We Keep Saying ‘Africa Forward.’ It Is Time to Say What Forward Means

Africa

“Africa forward.” The phrase has become ubiquitous — emblazoned on summit banners, embedded in brand strategies, and repeated in the careful language of development finance. It sounds like a destination. But as culture writer and creative producer Ekow Barnes argues in a pointed essay, the phrase has too often floated free of any concrete meaning, serving as a slogan that flatters without committing to anything specific.

Barnes, who has spent a decade building productions across the continent, is not interested in dismantling the optimism. He is interested in sharpening it. His argument is straightforward: attention is not the same as progress, and being noticed is not the same as moving forward.

“We are living through what the world likes to call Africa’s moment,” he writes. “Our music sets the tempo for global pop. Our designers are studied and borrowed from every fashion capital. Our films travel, our writers win prizes, our cities turn up as backdrops in campaigns shot for audiences far from here.” The attention is real. But a moment, he warns, is not a direction.

The heart of Barnes’s critique is an old one, dressed in contemporary urgency: extraction. For all the talk of partnership and creative collaboration, he argues, “forward” has too often meant the world arriving to take — to take the talent and credit it elsewhere, to take the sound and own the master, to take the image and keep the copyright. “That is not forward,” he writes. “It is extraction with better manners — and a continent cannot build a future on being the world’s most generous, least compensated supplier of culture.”

He has seen the pattern play out repeatedly. A production arrives. Everyone is dazzled by the place, the faces, the light, the effortless excellence of the local crew. The work gets made, and it is often beautiful. Then the cameras pack up, the edit happens in another time zone, the ownership settles into a contract no one here was ever invited to read, and what remains on the ground is a day rate and a story about how Africa is having a moment.

What, then, should “forward” actually mean? Barnes is specific. It means ownership — of masters, intellectual property, catalogues, and the long tail of revenue that a good idea generates for decades.
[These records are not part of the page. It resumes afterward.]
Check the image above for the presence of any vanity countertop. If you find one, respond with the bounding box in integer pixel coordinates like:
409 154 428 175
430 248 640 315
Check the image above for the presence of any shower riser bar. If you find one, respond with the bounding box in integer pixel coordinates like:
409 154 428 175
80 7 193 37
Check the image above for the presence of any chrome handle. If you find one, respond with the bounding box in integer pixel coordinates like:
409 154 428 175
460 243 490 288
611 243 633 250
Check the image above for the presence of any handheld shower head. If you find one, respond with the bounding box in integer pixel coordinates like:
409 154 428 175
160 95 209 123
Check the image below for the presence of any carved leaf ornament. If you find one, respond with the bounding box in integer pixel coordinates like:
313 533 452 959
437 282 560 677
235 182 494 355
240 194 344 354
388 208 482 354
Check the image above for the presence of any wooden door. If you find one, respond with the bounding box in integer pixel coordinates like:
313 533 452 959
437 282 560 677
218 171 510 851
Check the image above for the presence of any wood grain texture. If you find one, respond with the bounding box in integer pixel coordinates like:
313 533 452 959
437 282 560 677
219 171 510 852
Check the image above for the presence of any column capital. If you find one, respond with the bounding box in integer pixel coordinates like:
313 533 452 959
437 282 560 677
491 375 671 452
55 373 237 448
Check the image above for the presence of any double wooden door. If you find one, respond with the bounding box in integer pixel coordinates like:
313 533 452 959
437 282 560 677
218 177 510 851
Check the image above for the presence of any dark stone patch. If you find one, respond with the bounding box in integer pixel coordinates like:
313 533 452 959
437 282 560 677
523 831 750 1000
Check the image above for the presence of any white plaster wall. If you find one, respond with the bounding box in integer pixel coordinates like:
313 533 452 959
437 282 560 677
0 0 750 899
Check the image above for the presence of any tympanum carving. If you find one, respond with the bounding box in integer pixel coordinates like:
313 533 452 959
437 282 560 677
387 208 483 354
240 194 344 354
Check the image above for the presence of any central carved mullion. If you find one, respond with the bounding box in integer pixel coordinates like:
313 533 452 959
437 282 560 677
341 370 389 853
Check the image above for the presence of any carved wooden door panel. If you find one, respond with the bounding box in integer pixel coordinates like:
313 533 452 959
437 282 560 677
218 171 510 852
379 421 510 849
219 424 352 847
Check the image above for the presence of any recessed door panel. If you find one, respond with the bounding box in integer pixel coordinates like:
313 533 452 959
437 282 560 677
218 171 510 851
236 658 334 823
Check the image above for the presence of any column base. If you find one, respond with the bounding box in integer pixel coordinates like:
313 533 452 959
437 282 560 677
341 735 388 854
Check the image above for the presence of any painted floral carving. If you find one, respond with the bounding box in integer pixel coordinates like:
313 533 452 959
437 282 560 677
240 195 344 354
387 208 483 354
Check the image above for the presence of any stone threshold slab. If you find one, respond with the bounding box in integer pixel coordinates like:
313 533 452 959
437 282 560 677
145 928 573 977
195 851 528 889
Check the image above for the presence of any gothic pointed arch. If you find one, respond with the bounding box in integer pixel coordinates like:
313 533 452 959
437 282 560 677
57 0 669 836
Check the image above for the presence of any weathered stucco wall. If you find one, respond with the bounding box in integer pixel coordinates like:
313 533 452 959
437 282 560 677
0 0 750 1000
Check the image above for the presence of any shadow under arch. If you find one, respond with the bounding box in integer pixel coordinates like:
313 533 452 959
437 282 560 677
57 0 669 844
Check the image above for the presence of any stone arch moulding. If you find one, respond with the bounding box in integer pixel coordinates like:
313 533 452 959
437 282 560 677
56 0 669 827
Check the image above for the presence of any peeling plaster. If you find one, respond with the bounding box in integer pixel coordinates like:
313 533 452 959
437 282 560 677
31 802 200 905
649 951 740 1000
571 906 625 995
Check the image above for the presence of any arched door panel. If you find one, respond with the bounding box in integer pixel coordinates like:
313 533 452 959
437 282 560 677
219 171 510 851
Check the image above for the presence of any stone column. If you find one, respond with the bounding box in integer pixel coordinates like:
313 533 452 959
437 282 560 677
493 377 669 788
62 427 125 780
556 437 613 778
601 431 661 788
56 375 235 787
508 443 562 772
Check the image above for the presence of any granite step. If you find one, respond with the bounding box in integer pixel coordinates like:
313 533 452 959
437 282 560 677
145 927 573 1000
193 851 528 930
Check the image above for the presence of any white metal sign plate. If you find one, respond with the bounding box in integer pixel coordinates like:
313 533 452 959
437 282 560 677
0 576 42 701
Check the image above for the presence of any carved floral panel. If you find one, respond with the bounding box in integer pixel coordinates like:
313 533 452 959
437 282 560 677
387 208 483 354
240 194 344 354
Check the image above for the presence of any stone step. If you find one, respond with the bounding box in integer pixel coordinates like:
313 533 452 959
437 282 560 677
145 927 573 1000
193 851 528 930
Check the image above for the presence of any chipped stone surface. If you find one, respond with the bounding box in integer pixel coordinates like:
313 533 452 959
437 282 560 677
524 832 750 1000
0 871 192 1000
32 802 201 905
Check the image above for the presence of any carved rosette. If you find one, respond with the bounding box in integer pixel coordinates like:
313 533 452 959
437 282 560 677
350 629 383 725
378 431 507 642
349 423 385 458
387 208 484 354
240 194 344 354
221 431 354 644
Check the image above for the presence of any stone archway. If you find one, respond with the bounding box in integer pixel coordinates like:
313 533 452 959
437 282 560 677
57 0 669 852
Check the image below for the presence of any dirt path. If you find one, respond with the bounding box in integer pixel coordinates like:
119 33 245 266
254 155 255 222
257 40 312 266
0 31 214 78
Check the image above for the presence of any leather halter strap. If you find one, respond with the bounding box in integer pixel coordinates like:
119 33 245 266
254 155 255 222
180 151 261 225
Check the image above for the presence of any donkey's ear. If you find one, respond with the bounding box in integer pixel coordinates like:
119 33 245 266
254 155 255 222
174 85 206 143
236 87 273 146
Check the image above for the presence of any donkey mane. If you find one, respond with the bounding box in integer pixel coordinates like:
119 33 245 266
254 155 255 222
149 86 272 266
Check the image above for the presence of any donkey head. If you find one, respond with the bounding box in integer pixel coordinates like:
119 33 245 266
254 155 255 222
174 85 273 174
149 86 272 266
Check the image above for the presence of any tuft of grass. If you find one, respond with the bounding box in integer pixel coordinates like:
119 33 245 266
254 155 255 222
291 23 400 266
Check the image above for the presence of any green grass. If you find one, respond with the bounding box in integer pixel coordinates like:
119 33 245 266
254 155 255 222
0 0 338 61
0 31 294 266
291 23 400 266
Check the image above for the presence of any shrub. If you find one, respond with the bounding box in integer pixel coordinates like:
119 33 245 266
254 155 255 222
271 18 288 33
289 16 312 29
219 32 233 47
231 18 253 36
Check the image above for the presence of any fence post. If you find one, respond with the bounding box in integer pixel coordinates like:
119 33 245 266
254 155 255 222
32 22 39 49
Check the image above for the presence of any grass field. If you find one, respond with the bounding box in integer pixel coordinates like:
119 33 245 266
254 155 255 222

It means infrastructure: studios in Accra, Lagos, and Nairobi where work can be finished rather than merely started; financing structures that do not require a flight to London or Los Angeles to be taken seriously; institutions that transform individual brilliance into a sector that employs millions.

It means, too, narrative ownership. “For most of modern history the continent has been narrated by other people, for other people,” Barnes writes. “Forward is the day we tell the story ourselves, and are paid and credited for telling it, and decide for ourselves which parts are worth telling.”

The essay acknowledges recent progress. The Africa Forward summit in Nairobi, co-hosted by France and Kenya, marked a shift in vocabulary from patronising cultural exchange to genuine economic co-investment, with billions pledged in structural commitments. But Barnes is clear-eyed: billions on paper are a starting gun, not a finish line. A commitment is only as good as the willingness to enforce it.

His closing argument is both a challenge and an invitation. When partners come — and in a year when global attention keeps turning toward Africa, they will keep coming — the questions must change. Not only “what will you pay?” but “what will you build?” Not only “will you feature us?” but “will you leave capacity behind?” Not only “can we appear in your story?” but “can we own a share of the one we make together?”

“Forward, if the word is going to mean anything at all,” Barnes concludes, “can only mean” an Africa that owns what it makes, finishes what it starts, and sets its own price. It is a vision that demands more than applause. It demands architecture.